Upstate New York
The counties that comprise the Region are located in New York, and include the city of Colonie and Albany County. This area is generally defined by the U.S. Office of Management and Budget as the Capital District or Capital Region and includes the Albany-Schenectady-Troy Metropolitan Statistical Area (MSA). Often the other counties of the Albany-Schenectady-Amsterdam Combined Statistical Area and Greene County are included, especially for economic and demographic compilations and regional planning. These counties are predominantly urban and suburban, and are dominated by similar industries, similar in demographic makeup, and economically interconnected.
Albany-Schenectady-Troy Metropolitan Statistical Area
New York’s Capital District, also known as the Capital Region, is a region in upstate New York that generally refers to the four counties surrounding Albany, the capital of the state: Albany County, Schenectady County, Rensselaer County, and Saratoga County. Often the other counties of the Albany-Schenectady-Amsterdam Combined Statistical Area and Greene County are included, especially for economic and demographic compilations and regional planning.
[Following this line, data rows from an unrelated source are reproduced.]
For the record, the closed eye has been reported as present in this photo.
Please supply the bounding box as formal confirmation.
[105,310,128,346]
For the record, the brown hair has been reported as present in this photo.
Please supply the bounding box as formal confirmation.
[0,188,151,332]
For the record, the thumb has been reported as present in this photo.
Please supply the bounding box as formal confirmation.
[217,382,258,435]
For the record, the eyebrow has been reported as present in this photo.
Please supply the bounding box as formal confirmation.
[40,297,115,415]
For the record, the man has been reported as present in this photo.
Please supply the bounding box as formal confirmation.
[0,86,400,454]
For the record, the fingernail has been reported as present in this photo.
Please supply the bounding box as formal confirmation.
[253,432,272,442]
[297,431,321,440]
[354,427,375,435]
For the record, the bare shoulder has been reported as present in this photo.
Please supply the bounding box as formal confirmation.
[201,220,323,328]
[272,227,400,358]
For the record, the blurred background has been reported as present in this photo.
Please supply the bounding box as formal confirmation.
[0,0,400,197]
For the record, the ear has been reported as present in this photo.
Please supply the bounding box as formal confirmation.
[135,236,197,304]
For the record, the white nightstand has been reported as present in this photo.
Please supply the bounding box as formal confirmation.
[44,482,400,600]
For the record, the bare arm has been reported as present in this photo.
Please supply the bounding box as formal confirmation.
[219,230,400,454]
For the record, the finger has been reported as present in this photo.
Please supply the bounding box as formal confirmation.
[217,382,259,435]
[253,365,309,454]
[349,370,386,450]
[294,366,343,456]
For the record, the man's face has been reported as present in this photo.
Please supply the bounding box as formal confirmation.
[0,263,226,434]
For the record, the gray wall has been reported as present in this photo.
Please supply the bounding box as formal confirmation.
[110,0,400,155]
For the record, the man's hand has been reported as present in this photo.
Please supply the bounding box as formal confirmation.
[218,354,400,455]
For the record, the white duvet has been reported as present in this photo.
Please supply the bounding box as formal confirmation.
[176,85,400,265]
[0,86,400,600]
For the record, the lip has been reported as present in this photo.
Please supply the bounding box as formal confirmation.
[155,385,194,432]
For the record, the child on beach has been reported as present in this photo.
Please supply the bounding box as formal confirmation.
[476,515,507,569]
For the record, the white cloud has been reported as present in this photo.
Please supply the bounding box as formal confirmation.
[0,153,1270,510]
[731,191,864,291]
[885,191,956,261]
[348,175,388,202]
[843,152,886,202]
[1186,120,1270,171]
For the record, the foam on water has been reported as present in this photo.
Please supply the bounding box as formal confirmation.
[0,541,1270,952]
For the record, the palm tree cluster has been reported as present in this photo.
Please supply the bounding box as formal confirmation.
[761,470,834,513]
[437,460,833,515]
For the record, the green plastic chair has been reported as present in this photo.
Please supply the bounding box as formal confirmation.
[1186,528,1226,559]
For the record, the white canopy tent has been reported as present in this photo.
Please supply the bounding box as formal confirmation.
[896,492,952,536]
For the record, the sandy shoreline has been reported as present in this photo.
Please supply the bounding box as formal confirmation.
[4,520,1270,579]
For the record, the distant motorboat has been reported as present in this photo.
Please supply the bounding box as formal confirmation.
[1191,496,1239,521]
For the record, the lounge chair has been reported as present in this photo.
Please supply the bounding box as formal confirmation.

The Capital District is notable for many historical and industrial events. The Battle of Saratoga and the Albany Plan of Union are two historical events from before American independence which are now considered of national and sometimes also of international importance. Many multinational corporations were founded in the Capital District including New York Central Railroad, American Express, General Electric, American Locomotive Company, and International Paper.
The Capital District was first settled by the Dutch in the early 17th century and came under British control in 1664. Albany has been the permanent capital of the state of New York since 1797.